早在十八岁的那年,苏舟就规划好了自己退役后的生活,再去踢足球是肯定不现实的,但是和足球相关的职位难道只有足球运动员吗?不是的,教练、助理教练、医护人员、球队助理、球队高层、球场管理员、哪怕只是个大巴司机……
可能很多人会觉得这样不值,但是苏舟就觉得这样很好,反正他早已不愁吃穿,这就是他想过的生活。
所以,苏舟有时候也会很厌恶这样的自己。
——明明是在十八岁、取得大满贯的时候就已经规划好的人生,明明这是只属于“苏舟自己”的人生………苏舟自己的人生应该只与苏舟自己相关才对,为什么却一直拖延到八年后的二十六岁,才即将变成现实呢?
……如果他能更不在乎他人和外界就好了。
从十八岁到二十六岁的这八年间,苏舟时不时地、无数次地这么想。
【苏队就是超级好嘛。】他的小队友这么说。
【苏队超级温柔的!】他的小球员这么说。
【啧啧啧,和我比起来,苏小舟你果然是个更体贴周到的队长啊。】已经退役的萧泽这么对他说。
【你不累吗。】牧锐这么对他说。
而苏舟也都回答了。
——哈哈!我很好吗?巧了,我也这么觉得:)
——没有啦没有啦,比起我,非训练时期的教练明显比我温柔多啦。
——队长……不,前任队长,你这是承认了你当年就是在玩忽职守吗。
——累?没有啊,我挺开心的。
…
……
………
开心个屁啊。
不,开心的时候也有,但是不开心的时候更多。
苏舟的房间里有数个传统的撕页日历,他度日如年地过着他的冠军生涯,每一天都在盼望着下一天可以过得更快一些。

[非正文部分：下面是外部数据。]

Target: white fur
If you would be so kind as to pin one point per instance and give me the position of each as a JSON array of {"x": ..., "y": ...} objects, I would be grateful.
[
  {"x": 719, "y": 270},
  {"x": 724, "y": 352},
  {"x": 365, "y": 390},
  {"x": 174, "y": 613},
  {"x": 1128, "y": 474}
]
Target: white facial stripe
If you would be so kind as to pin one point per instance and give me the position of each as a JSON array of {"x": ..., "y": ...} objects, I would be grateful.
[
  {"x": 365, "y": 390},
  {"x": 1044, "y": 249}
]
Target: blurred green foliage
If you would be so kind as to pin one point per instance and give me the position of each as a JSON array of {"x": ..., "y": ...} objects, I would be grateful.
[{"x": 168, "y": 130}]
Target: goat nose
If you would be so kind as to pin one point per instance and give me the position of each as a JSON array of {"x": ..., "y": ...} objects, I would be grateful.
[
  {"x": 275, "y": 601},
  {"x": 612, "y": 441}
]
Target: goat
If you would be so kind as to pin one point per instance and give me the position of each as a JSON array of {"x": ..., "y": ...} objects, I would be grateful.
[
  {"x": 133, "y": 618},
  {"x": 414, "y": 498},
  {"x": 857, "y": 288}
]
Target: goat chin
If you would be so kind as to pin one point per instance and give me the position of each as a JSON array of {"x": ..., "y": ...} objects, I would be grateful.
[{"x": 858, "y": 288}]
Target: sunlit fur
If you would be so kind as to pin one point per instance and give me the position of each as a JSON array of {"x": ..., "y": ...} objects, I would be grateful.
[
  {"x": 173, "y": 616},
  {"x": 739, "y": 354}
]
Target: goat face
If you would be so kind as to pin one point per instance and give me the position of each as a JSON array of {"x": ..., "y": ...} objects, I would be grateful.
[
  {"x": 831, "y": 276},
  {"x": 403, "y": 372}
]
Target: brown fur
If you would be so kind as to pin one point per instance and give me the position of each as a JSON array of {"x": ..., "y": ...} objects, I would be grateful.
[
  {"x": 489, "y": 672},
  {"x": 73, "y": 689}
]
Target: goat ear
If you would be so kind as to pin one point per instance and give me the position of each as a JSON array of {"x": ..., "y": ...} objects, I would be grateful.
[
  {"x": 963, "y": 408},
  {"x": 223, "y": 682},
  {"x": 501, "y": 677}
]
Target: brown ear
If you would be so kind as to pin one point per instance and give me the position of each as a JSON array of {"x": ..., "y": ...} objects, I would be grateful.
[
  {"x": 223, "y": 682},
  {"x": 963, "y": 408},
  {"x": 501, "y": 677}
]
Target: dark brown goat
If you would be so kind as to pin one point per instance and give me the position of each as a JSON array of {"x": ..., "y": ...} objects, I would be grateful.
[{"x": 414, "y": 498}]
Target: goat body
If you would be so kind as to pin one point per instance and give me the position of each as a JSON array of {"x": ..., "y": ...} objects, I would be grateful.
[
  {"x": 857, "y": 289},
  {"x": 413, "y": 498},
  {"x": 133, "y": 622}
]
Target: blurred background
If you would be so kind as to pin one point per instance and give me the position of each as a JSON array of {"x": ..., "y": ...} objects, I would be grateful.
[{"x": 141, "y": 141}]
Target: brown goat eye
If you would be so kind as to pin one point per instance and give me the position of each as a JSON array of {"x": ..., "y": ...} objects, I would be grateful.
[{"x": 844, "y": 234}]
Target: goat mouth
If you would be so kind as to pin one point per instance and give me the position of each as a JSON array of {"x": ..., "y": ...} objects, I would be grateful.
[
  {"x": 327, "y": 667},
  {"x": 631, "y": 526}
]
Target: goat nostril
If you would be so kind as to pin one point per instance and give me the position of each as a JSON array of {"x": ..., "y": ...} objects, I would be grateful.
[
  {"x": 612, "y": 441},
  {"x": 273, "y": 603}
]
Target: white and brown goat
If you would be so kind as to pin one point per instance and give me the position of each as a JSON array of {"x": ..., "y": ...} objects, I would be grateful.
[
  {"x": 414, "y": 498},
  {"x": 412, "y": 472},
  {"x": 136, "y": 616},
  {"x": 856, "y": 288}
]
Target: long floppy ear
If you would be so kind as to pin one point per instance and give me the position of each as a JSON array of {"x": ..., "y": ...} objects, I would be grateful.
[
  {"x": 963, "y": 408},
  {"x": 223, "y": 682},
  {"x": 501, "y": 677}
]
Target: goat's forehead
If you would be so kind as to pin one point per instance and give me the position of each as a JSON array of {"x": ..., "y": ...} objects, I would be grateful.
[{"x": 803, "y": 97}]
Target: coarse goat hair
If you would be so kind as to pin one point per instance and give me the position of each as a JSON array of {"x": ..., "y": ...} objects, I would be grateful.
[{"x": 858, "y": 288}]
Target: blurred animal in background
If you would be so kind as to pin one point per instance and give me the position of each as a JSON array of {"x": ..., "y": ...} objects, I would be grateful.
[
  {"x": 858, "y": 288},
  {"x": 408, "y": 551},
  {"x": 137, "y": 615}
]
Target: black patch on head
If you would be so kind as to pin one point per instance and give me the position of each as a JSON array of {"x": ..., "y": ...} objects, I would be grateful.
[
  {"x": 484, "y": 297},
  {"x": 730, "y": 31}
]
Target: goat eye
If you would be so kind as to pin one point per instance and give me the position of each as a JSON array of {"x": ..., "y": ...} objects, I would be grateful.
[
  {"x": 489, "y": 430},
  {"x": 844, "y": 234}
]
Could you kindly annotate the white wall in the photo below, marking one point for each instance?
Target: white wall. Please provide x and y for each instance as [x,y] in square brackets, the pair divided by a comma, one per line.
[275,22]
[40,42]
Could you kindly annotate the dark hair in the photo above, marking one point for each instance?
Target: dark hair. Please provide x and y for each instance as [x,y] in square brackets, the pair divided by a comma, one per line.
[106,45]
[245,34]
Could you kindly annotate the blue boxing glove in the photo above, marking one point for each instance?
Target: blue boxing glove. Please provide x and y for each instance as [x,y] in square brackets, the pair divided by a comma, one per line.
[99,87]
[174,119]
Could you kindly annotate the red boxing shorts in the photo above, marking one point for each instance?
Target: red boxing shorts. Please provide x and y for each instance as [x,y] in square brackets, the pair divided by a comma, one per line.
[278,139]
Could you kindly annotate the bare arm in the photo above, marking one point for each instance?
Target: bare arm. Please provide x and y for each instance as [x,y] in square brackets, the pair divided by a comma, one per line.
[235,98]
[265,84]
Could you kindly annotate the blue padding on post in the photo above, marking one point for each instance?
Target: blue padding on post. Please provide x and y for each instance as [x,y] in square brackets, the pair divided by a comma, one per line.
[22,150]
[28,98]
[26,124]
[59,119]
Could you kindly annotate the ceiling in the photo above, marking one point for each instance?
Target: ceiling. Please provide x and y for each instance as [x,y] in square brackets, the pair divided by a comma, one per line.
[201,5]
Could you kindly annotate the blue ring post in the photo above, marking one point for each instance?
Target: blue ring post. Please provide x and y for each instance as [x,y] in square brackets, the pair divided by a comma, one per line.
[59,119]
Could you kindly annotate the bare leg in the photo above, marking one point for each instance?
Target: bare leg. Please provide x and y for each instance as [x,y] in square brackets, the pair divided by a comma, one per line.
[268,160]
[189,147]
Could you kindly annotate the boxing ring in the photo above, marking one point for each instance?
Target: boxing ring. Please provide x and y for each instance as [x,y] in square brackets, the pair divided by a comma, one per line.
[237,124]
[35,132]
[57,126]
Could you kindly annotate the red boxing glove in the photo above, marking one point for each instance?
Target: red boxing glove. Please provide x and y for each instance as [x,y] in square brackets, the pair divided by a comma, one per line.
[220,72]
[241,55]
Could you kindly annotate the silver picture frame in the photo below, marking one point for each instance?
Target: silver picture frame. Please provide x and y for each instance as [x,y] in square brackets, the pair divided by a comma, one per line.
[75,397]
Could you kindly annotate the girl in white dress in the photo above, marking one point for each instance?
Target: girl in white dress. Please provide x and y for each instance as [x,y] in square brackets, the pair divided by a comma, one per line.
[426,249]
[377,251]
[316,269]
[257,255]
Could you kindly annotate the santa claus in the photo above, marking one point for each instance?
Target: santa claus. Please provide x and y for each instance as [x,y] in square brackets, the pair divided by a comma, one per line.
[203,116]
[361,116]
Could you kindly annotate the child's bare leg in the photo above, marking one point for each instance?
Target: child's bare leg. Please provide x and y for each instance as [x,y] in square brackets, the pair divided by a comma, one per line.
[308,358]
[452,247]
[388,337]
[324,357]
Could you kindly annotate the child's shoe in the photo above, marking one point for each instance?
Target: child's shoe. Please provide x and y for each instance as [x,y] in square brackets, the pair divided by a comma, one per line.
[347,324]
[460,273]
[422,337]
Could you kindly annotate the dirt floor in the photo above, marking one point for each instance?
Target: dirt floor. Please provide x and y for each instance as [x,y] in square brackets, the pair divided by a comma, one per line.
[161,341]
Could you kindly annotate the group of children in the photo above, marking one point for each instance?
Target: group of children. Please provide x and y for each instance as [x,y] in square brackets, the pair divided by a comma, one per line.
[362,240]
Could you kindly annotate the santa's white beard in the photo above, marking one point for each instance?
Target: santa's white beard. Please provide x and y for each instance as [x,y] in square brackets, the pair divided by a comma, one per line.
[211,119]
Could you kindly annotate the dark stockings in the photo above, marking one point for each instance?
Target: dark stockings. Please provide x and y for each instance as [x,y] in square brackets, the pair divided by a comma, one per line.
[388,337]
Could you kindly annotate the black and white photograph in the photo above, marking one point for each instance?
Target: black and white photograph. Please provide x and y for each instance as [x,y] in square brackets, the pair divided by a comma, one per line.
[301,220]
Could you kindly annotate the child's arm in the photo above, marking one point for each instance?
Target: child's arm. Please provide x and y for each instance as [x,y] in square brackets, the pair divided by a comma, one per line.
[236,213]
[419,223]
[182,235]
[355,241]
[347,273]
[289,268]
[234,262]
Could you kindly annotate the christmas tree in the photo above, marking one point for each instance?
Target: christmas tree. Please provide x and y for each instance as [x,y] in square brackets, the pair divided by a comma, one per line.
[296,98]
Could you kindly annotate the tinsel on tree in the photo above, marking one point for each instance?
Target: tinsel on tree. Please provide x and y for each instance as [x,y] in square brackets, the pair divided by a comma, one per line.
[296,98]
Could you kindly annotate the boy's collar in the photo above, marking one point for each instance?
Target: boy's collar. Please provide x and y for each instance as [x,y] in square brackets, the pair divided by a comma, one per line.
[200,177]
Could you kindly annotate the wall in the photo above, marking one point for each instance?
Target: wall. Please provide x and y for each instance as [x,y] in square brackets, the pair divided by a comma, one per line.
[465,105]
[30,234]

他一边喜滋滋地想,唉呀没办法,谁叫这碗粥就是这么一碗人人都爱味好价廉的好粥呢——一边又倦怠厌烦地想,为什么他不能只在乎自己,只为了自己的人生而活呢。
这样的矛盾时刻激荡在苏舟的心间,从最初的偶尔反复,到后来的习以为常。
苏舟每天都在笑着,苏舟每天都很低落。
苏舟拿下了多少个冠军,就多少次地想将奖杯扔到看不见的地方。
忍无可忍时,他便会尽可能地赶回房间,他会谨慎地锁上门,然后看着那个已经被他撕了大半的旧式日历。
他盯着那已经没了大半的胶缝位置,一边心平气和地安慰自己,就快了就快了,一边焦躁烦闷地捶墙低吼,他妈的为什么还有这么久。
日子就这样一天又一天的过,在所有人的面前,他仍然是那个受到上天宠爱的乒乓小王子,是那个身为传奇球员的苏舟。
然而,那只是在其他人的面前啊。
当苏舟的面前只有他自己时,所有的一切就变了。
从偶尔看球赛时才会感到难受,到每次看到足球时都会感到无法忍耐;从偶尔对乒乓球感到厌倦,到时不时地就会对乒乓球感到厌恶。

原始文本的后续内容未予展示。